While on his way to Stag Nation, the annoyed beetle yelled "Coffee break!". Ten seconds later, a faint "Coffee break!" could be heard some distance off. After a coffee break and some trekking, the beetles located the source of this echo, an infinitely dark sphere floating above the land. On the way there, the beetle who discovered the oblong box was gradually more revered by the accompanying beetles until they were right underneath the sphere, when they decided that he was the the messiah of the beetles. Perhaps the answer they'd been seeking all this time to the question "why don't we have wings?" (they only meant this metaphorically) would be answered by the source of the echoes, the sphere. Soon, all the beetles of the realm decided to form such a structure as to bring the messiah as close as possible to what was perhaps the answer. A pyramid of beetles, made of all the able and available beetles was collected rather quickly, due to the religious collective fervor of the beetles. The beetle with the oblong box proceeded to climb up to the top of the pyramid of wingless dark beetles, swaying a bit in the desert wind, until he was right underneath the sphere.

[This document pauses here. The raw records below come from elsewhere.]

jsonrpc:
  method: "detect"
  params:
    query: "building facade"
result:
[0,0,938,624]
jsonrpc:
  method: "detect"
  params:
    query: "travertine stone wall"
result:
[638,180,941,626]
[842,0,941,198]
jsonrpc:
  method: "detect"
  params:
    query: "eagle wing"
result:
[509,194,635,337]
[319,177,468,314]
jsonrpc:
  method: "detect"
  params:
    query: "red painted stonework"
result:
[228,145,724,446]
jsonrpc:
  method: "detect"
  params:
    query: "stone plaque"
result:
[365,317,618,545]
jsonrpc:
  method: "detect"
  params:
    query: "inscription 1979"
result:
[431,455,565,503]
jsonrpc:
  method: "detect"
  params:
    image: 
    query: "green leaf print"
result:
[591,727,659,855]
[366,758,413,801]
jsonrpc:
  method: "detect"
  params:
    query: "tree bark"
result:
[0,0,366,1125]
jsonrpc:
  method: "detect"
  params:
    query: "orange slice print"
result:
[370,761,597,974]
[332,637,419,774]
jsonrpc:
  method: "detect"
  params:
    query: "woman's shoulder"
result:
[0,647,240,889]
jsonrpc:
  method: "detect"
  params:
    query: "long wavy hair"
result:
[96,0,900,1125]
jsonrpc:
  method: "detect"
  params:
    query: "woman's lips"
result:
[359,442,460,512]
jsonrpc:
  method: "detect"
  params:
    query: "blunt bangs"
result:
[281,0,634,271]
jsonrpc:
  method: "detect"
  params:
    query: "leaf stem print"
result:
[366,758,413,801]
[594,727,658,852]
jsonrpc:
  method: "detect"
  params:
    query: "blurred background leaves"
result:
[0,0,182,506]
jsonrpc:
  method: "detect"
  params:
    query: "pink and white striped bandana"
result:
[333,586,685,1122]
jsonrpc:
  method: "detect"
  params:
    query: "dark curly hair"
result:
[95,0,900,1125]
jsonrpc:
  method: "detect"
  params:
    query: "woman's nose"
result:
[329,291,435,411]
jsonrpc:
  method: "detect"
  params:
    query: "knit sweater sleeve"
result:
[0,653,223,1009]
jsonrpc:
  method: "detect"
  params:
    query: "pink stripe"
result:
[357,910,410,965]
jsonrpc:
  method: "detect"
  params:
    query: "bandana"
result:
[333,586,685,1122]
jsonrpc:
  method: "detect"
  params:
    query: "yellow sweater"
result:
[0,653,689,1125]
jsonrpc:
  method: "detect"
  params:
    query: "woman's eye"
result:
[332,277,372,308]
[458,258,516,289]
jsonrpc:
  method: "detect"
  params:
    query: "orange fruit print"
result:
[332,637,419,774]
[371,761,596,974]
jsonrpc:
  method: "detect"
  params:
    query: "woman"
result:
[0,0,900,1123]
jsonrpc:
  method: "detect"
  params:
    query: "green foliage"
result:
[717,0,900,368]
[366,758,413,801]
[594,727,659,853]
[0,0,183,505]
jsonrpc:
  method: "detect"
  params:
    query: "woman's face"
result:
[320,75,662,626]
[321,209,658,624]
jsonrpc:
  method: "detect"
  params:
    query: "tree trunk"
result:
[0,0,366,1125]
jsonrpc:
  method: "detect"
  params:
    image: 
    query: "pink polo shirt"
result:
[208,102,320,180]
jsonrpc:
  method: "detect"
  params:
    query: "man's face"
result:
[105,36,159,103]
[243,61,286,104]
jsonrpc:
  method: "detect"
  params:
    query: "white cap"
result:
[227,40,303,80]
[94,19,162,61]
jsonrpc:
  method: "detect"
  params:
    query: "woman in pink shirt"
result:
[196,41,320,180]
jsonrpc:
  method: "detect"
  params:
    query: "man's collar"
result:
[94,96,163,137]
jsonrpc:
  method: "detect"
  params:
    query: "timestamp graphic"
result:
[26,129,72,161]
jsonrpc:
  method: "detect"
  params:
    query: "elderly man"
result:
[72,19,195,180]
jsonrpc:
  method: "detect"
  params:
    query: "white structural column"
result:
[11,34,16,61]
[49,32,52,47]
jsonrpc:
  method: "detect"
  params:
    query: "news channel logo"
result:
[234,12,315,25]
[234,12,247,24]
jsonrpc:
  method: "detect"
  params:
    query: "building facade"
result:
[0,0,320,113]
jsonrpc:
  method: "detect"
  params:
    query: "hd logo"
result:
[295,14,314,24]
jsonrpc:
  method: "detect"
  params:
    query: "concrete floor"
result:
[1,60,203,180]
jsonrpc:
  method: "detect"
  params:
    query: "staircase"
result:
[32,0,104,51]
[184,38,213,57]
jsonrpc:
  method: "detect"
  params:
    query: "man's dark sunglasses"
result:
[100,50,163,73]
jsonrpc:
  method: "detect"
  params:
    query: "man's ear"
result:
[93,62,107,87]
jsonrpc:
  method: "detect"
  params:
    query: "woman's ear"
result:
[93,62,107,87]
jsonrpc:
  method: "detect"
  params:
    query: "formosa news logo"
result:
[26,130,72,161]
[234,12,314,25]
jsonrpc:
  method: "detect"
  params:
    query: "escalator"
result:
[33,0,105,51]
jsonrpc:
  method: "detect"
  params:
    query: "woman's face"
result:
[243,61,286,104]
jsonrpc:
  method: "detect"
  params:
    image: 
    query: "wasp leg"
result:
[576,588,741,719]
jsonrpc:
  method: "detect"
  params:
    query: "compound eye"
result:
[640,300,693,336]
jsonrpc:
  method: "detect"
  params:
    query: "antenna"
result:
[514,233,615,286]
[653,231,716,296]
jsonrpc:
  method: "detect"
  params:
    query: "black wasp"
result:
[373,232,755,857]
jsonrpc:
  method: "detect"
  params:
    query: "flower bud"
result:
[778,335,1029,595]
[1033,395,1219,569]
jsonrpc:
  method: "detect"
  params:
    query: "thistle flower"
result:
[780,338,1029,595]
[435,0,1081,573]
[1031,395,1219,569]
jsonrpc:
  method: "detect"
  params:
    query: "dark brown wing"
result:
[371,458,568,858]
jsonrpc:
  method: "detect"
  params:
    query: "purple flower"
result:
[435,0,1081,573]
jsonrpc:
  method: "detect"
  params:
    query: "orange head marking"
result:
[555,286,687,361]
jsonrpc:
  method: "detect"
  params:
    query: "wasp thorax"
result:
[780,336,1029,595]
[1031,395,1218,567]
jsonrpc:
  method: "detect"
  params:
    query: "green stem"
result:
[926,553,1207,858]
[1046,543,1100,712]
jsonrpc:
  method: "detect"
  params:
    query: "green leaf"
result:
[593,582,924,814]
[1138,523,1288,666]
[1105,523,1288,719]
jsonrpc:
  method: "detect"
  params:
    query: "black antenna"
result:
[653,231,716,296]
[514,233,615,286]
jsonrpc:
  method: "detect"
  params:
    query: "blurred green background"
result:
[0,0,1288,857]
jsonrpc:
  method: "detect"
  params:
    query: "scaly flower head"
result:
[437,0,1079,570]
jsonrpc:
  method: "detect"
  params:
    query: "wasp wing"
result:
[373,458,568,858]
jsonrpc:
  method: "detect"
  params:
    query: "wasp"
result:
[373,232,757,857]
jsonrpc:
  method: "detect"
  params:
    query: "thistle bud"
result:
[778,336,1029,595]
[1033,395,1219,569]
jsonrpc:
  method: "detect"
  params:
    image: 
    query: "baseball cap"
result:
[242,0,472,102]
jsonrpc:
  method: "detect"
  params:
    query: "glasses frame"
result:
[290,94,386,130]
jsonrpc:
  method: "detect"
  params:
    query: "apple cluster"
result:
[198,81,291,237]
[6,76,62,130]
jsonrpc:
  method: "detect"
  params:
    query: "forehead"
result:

He proceeded to ask "why don't we have wings?" to which the sphere resounded ten times more loudly "why don't we have wings?". This was picked up by the microphone and was amplified ten times more loudly. At about the tenth repetition of this process, the energy generated by the sound coming out of the speakers started to propell the oblong box downwards at high speeds. It struck the desert and imbedded itself some distance underneath the surface. The violence of such an action created such a shockwave to pass through the sphere that the sand underneath the sphere instantly melted, preserving a pattern of the shockwave, a perfect fresnel-like mirror which, due to the quirky laws set by the patron god of this particular universe, reflected a great deal of light towards the sphere. A really loud "WHY DON'T WE HAVE WINGS?" was heard the world over. Following this was the shockwave, which resounded the realm around until it climaxed at the opposite end with a pattern similar to that of Stag Stadium.
This wiped out nearly the entire dark beetle population of the Realm. A couple of house-beetles, who were left behind to do house keeping chores, survived. Only one male beetle was left behind, merely a few minutes old, this beetle was beset with debilitating mutations, an extra set of stags, pair of legs, some tentacles, the usual. One of these mutations was a set of wings, very delicate things. This male beetle would thus become the messiah of future generations of beetles, who did have wings, although they were so fragile as to become rendered useless before mid-life. Over time, a hard carapace evolved over the weak wings, protecting them from the harsh elements of nature.